2. Get the parents involved. Don’t wait to get the parents in the loop and try to get their support. Some parents will be more supportive than others. And some will say they’re supportive but never follow through. Regardless, keep trying to involve them as much as possible. And give them specific ideas for how they can help their student. Some parents don’t know what to do, but a specific suggestion such as “Review his multiplication facts with him once a day” may be more manageable. (If you find yourself getting frustrated with the parent check out my post What to Do With the Parent Who’s Driving You Crazy.)
3. Expect them to participate. Don’t allow an unmotivated student to just sit in your class and do nothing. Expect them to take notes, work on assignments, answer questions, and do everything else the class is doing. When he doesn’t, quietly approach him and get him back on task. Be patient and consistent in your expectations, and he should start getting the idea that he doesn’t have a choice but to stay involved.
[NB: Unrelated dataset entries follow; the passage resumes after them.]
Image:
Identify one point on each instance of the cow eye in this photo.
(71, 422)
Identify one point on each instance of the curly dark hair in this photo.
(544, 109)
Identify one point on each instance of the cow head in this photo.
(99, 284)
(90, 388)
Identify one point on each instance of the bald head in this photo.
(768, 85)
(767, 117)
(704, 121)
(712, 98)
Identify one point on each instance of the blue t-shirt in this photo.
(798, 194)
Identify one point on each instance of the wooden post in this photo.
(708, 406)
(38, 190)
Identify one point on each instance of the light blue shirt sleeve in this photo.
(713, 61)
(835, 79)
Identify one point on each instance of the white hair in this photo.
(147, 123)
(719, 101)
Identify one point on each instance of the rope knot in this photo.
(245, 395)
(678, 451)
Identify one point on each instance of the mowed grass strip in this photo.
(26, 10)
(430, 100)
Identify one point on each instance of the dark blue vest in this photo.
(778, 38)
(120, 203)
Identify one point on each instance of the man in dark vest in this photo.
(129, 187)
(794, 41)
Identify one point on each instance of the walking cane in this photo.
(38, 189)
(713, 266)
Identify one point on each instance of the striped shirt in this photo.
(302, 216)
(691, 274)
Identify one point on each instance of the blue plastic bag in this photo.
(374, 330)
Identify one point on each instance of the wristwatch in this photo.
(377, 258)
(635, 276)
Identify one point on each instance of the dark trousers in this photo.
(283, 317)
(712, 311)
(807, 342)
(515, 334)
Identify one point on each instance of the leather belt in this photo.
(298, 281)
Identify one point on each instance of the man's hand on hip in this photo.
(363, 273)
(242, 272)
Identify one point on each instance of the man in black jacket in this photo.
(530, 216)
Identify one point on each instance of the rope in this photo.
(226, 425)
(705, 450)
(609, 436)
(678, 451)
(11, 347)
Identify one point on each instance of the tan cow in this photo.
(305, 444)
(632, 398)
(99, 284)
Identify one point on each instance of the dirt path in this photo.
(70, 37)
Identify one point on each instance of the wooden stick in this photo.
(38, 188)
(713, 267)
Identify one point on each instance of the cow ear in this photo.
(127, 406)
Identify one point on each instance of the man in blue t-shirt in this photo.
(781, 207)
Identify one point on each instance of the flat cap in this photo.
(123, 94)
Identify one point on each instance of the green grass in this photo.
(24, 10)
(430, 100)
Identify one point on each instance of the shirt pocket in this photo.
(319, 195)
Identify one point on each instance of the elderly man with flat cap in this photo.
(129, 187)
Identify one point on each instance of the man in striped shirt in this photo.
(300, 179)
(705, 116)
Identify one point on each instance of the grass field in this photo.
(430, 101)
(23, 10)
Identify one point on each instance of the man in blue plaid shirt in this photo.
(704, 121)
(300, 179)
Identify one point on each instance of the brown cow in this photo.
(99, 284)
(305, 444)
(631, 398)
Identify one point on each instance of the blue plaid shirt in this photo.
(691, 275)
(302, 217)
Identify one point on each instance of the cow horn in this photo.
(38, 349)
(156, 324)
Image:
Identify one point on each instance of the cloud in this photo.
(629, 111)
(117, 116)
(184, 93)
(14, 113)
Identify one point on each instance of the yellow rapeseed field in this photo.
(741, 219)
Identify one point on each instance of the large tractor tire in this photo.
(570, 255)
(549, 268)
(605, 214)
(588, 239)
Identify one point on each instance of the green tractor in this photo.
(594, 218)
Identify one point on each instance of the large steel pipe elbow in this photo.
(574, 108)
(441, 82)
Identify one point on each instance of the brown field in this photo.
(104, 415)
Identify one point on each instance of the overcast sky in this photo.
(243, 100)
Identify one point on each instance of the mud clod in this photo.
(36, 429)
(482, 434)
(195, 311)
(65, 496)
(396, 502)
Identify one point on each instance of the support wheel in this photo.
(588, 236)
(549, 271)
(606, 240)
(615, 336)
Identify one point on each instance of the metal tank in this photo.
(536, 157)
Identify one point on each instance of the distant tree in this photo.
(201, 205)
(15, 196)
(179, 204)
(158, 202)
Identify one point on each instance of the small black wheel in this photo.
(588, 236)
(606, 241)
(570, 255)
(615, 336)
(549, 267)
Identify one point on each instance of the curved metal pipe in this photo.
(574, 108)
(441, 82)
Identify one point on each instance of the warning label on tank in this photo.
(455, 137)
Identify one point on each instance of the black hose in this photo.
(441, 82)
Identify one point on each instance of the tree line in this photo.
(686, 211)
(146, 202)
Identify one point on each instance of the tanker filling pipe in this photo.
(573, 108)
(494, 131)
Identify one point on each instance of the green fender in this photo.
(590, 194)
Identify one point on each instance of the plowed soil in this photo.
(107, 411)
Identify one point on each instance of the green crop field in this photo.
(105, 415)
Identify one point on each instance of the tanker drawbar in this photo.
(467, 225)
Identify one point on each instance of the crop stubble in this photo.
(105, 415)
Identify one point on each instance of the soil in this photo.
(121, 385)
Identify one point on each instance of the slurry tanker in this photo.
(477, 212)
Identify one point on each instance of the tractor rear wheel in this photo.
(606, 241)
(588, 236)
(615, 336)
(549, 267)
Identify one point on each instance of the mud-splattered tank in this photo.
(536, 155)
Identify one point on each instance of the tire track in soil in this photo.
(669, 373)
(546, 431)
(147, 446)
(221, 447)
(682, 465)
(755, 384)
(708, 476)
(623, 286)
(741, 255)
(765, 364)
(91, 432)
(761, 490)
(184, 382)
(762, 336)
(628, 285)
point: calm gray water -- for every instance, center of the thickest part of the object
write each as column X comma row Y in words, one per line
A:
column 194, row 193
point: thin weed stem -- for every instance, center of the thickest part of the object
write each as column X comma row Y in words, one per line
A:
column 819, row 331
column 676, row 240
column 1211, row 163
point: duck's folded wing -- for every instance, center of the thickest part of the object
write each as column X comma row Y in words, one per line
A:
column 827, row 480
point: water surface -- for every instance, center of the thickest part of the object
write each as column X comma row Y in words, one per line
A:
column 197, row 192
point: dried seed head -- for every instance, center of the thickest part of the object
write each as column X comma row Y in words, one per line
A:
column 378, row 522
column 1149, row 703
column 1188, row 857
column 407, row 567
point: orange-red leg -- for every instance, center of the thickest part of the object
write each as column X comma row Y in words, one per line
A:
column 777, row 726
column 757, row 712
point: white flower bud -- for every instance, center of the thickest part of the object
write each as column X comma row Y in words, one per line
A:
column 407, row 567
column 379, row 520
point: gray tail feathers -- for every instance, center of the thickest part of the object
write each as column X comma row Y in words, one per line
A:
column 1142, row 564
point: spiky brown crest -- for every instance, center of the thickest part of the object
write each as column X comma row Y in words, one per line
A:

4. Encourage them. Often students acts lazy because they are actually extremely frustrated that they cannot figure something out. Or, they may have tried and not have seen success as quickly as they thought they would. In either case, they need encouragement. Talk to them about the potential you see in them and how you believe in them. And when you see improvement or even the smallest of successes, praise them and encourage them to keep it up.
5. Require them to complete their work. Don’t just give up and start accepting the fact that Nicole never completes her assignments. Require your students to complete their work, even if you have to think of creative ways to make this happen. If we allow our students to simply not do their work, we are allowing them to cheat themselves out of their education. We cannot let them make such a damaging mistake.
6. Be patient and consistent. Growth takes time – and by time I mean years. Yes, years. We (just like the kids sometimes) want to see progress now, but often it takes years for students to improve. Remember that the consistency, compassion, and effort you put into helping them now is not wasted – even if you aren’t the one who sees the results. I had the privilege to teach at a K through 12 school, and it was amazing to see students who were a bit of a mess in middle school succeeding and even excelling in high school. So don’t give up – the seeds you are sowing won’t grow overnight. (I write more about this in my post What to Do With the Kid Who’s Driving You Crazy.)
Have you found these strategies effective in your classroom? What else have you done to help students who won’t learn?